Les formations scientifiques universitaires, notamment les masters recherche, sont particulièrement touchées mais nombreuses sont aussi les écoles d’ingénieurs qui ne remplissent que 80% de leurs places. C’est un problème mondial. Dès qu’un pays émerge, on constate toujours que ses jeunes se tournent vers le droit ou la gestion et se détournent des sciences. De plus, nous devons composer en France avec un bac scientifique qui est en réalité un bac d’excellence et que beaucoup choisissent pour faire tout autre chose que des sciences ensuite. Heureusement, nous avons entrepris depuis quelques années d’élargir notre recrutement à des profils différents de ceux des prépas, plus ancrés dans la pratique, que sont les élèves de DUT, voire de BTS, sans parler des universitaires que nous recrutons après la licence. Enfin, la montée en puissance de l’apprentissage ouvre nos portes à un plus large public. Songez que 165 des 500 diplômes délivrés par les écoles accréditées sont aujourd’hui ouverts en apprentissage.

Comment vivez-vous les prises de position de l’Aeres (Agence d’évaluation de la recherche et de l’enseignement supérieur), de Jean-Jacques Pomerol, président de l’université Paris 6 ou de l’Institut Montaigne qui tous demandent une réforme des cursus d’ingénieurs ?

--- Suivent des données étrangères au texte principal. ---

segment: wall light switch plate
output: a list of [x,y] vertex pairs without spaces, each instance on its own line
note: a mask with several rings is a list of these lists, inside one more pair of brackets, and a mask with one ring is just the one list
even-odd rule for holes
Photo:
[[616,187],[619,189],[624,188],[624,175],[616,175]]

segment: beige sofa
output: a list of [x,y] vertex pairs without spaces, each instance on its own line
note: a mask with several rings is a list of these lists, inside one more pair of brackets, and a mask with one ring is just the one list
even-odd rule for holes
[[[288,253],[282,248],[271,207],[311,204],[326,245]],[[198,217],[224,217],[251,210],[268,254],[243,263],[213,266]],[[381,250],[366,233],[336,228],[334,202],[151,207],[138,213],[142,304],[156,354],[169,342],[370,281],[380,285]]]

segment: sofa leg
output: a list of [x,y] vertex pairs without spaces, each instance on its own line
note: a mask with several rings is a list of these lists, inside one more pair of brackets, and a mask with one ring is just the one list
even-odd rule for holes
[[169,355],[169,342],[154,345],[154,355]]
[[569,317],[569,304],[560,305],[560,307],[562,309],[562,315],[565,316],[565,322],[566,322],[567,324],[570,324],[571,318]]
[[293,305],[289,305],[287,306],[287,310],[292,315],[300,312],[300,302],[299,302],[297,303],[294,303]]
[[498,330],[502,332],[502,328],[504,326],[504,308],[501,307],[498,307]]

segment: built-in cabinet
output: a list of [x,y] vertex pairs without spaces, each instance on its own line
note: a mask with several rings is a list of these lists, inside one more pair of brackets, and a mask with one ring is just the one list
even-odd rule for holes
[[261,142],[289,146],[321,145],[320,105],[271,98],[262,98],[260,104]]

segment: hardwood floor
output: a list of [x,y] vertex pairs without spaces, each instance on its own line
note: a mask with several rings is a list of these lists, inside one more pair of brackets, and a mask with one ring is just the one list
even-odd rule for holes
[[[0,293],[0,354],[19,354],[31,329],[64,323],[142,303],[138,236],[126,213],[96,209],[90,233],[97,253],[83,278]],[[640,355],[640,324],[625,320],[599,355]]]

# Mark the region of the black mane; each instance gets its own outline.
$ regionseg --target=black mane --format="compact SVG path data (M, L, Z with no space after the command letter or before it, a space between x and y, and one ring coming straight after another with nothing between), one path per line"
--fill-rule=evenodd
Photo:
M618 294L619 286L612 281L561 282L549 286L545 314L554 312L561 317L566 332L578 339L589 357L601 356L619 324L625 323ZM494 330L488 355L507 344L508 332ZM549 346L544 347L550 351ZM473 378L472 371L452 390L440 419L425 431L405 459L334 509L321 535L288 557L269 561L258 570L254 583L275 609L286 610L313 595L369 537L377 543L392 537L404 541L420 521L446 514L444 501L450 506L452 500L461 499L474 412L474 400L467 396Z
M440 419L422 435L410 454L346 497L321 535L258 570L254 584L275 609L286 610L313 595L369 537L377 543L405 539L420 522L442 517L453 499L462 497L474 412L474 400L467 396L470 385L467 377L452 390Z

Toutes ces prises de position ne disent pas la même chose mais vont en tout cas dans le même sens : comment faire des ingénieurs des fers de lance de l’innovation dans un pays dont on dit souvent qu’elle en manque ? C’est un débat dans lequel nous sommes présents et ces prises de position ont encore permis de remettre une impulsion à ce que nous demandons aux écoles. J’ajoute qu’il ne faut pas réduire l’innovation à la technique. Facebook ou Google sont bien plus des innovations dans les systèmes d’information que de la recherche au sens classique du terme. On attend beaucoup des ingénieurs et c’est bien ainsi mais l’innovation est un effort collectif.

Vous êtes le créateur du réseau d’écoles d’ingénieurs universitaires Polytech qui a connu un important développement ces dernières années. Comment expliquez-vous ce succès ?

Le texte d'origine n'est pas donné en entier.